Week 01 — Development Environment & Tooling
You can't build good things with bad tools. Week 1 is about installing, configuring, and actually understanding the tools you'll use every single day for the next 7 weeks — and for the rest of your career.
What You'll Learn This Week
By the end of this week you will be able to:
- Set up a professional Python development environment using VS Code + UV (the fastest package manager in 2026)

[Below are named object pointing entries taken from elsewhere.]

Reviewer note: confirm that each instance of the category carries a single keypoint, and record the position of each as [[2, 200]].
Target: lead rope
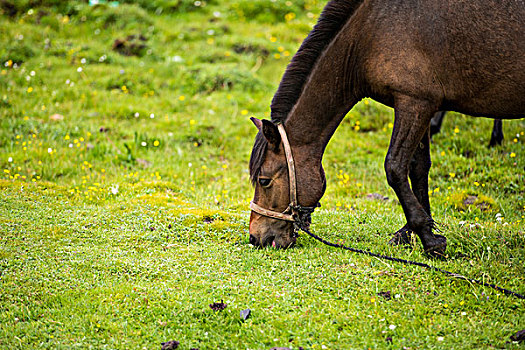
[[409, 262]]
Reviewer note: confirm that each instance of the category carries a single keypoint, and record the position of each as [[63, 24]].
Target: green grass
[[124, 192]]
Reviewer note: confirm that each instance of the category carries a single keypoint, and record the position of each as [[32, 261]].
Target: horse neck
[[326, 98]]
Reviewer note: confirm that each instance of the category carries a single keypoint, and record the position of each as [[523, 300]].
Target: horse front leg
[[412, 120], [418, 173]]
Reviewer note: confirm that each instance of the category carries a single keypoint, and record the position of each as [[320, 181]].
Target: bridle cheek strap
[[300, 215], [271, 213]]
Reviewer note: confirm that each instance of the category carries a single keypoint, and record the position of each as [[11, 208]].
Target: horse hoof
[[401, 237], [437, 247]]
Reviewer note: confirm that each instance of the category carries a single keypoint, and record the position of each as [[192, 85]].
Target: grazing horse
[[496, 137], [416, 56]]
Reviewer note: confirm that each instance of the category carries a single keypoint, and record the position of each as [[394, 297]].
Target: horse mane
[[332, 19]]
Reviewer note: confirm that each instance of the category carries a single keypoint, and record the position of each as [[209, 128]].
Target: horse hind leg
[[418, 173], [412, 119], [436, 122], [497, 133]]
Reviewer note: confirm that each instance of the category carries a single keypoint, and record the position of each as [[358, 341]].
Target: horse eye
[[264, 182]]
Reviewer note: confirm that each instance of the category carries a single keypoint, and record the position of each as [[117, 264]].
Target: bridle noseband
[[299, 215]]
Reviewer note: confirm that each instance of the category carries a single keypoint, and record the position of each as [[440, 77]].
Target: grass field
[[124, 147]]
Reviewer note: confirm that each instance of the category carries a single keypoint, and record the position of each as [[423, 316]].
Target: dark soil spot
[[170, 345], [208, 219], [519, 337], [249, 48], [132, 45], [218, 306], [376, 196], [387, 295]]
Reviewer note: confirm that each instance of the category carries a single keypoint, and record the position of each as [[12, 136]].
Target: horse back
[[466, 56]]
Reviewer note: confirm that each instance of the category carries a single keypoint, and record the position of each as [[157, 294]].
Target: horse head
[[284, 196]]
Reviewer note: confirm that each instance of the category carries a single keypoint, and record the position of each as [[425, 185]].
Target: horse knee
[[395, 174]]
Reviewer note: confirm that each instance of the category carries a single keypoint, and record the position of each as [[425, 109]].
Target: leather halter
[[295, 213]]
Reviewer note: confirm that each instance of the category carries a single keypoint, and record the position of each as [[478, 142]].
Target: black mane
[[335, 14]]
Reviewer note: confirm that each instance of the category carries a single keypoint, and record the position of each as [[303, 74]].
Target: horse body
[[418, 57]]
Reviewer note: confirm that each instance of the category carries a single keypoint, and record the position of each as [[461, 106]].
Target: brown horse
[[418, 57], [496, 137]]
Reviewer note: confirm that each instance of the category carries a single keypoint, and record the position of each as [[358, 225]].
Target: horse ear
[[271, 133], [256, 122]]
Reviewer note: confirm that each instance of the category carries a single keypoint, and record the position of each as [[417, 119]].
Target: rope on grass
[[505, 291]]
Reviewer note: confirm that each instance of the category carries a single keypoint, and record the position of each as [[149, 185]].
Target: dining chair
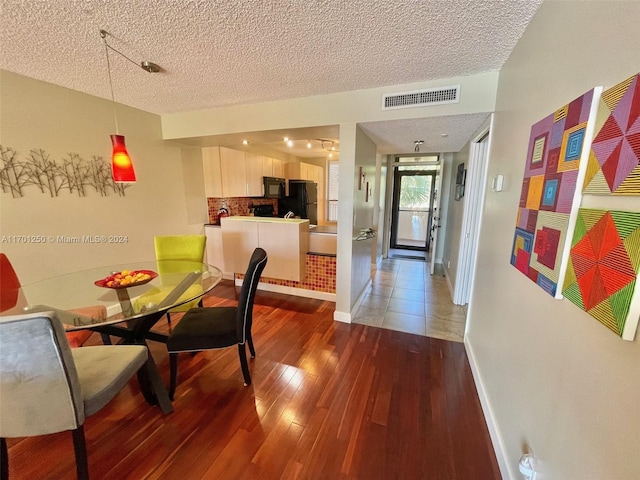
[[188, 248], [47, 387], [11, 296], [219, 327]]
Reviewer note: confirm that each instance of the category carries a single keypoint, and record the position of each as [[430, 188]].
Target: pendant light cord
[[113, 100]]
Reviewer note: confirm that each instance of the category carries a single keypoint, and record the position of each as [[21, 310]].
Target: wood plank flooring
[[328, 401]]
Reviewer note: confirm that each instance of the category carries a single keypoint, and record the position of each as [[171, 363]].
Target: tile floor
[[404, 296]]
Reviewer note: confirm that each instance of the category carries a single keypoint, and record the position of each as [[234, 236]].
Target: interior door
[[412, 209]]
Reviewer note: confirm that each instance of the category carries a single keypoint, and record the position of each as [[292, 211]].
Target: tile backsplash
[[236, 206]]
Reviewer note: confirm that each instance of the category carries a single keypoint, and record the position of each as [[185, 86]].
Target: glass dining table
[[135, 295]]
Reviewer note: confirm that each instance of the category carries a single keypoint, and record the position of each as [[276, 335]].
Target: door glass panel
[[412, 208]]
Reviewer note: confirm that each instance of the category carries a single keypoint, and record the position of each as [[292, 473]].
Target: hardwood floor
[[328, 401]]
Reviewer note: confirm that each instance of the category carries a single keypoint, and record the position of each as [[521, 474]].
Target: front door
[[411, 218]]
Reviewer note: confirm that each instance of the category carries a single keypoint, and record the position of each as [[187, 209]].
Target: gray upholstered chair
[[219, 327], [47, 387]]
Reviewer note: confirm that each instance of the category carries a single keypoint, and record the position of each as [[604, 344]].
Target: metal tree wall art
[[41, 171]]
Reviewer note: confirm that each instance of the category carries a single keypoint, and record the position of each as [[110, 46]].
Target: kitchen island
[[319, 263], [286, 241]]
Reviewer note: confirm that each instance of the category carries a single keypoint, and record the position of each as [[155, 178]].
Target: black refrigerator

- Write Bash scripts that automate boring work
- Use Git and GitHub not as a magic "save button" but as tools you fully understand
- Store and query data with SQLite using the modern
sqlite-utils+datasetteworkflow - Test APIs with
curl,httpie, and Postman - Intercept and mock browser network traffic with Requestly
- Move fluently between JSON, YAML, TOML, Markdown, and Base64
- Host static sites for free on GitHub Pages
- Produce professional PDFs with LaTeX (Overleaf + pandoc)
Topics
| # | Topic | What it is | Why it matters |
|---|---|---|---|
| 1 | VS Code | Microsoft's free code editor | The de-facto editor of our industry |
| 2 | UV — Python Package Manager | Rust-powered pip + venv + pyenv replacement | 10–100× faster than pip |
| 3 | Bash Scripting | The Unix shell language | Glue for everything on Linux / macOS / CI |
| 4 | Git & GitHub | Version control + collaboration | Every real project lives in Git |
| 5 | SQLite | File-based SQL database | Ships with Python; used by Firefox, iOS, airplanes |
| 6 | HTTP Clients | curl, httpie, Postman | Talk to any API before you write a line of Python |
| 7 | Requestly | Browser HTTP interceptor | Mock/modify/redirect traffic without touching backend |
| 8 | Data Formats | JSON, YAML, TOML, Markdown, Base64, Unicode | The vocabulary of all modern APIs |
| 9 | GitHub Pages | Free static site hosting from GitHub | Publish docs, portfolios, apps |
| 10 | LaTeX | Professional typesetting | Publication-quality PDFs + math |
Labs
You will build these three labs — each one ships something real to the internet.
- Lab 1.1 — Publish a Python library to PyPI using UV
- Lab 1.2 — UV CLI tool + LaTeX documentation PDF on GitHub Pages
- Lab 1.3 — Bash automation script — daily project summary
Read the topic, do the 5-minute mini-exercise at the bottom of each page, then move to the next. At the end of the week, complete the three labs. Finally, write a Discourse blog post about one concept you learned — teaching it back is the best way to learn.
Required Software Checklist
Before starting, install these on your machine:
| Tool | macOS | Linux (Ubuntu) | Windows |
|---|---|---|---|
| VS Code | brew install --cask visual-studio-code | sudo snap install --classic code | Download installer |
| Git | brew install git | sudo apt install git | winget install Git.Git |
| UV | curl -LsSf https://astral.sh/uv/install.sh | sh | Same | powershell -c "irm https://astral.sh/uv/install.ps1 | iex" |
| GitHub CLI | brew install gh | sudo apt install gh | winget install GitHub.cli |
| sqlite-utils | uv tool install sqlite-utils | Same | Same |
| httpie | brew install httpie | sudo apt install httpie | winget install HTTPie.HTTPie |
We strongly recommend using WSL2 (Ubuntu) on Windows. Most of the course assumes a Unix-like shell. Install WSL via wsl --install in an admin PowerShell and then do everything inside Ubuntu.
Mindset for Week 1
Most students rush to the "AI stuff" in later weeks and skip the fundamentals. Don't. Every hour you invest in mastering your editor, your shell, and Git pays back 100× in the weeks ahead. When the professor says "build a RAG chatbot", you don't want to be fighting with virtual environments — you want that to be muscle memory.
- Read the official docs first — they're almost always better than Stack Overflow.
- Ask good questions on Discourse.
--helpis your friend: every CLI tool documents itself.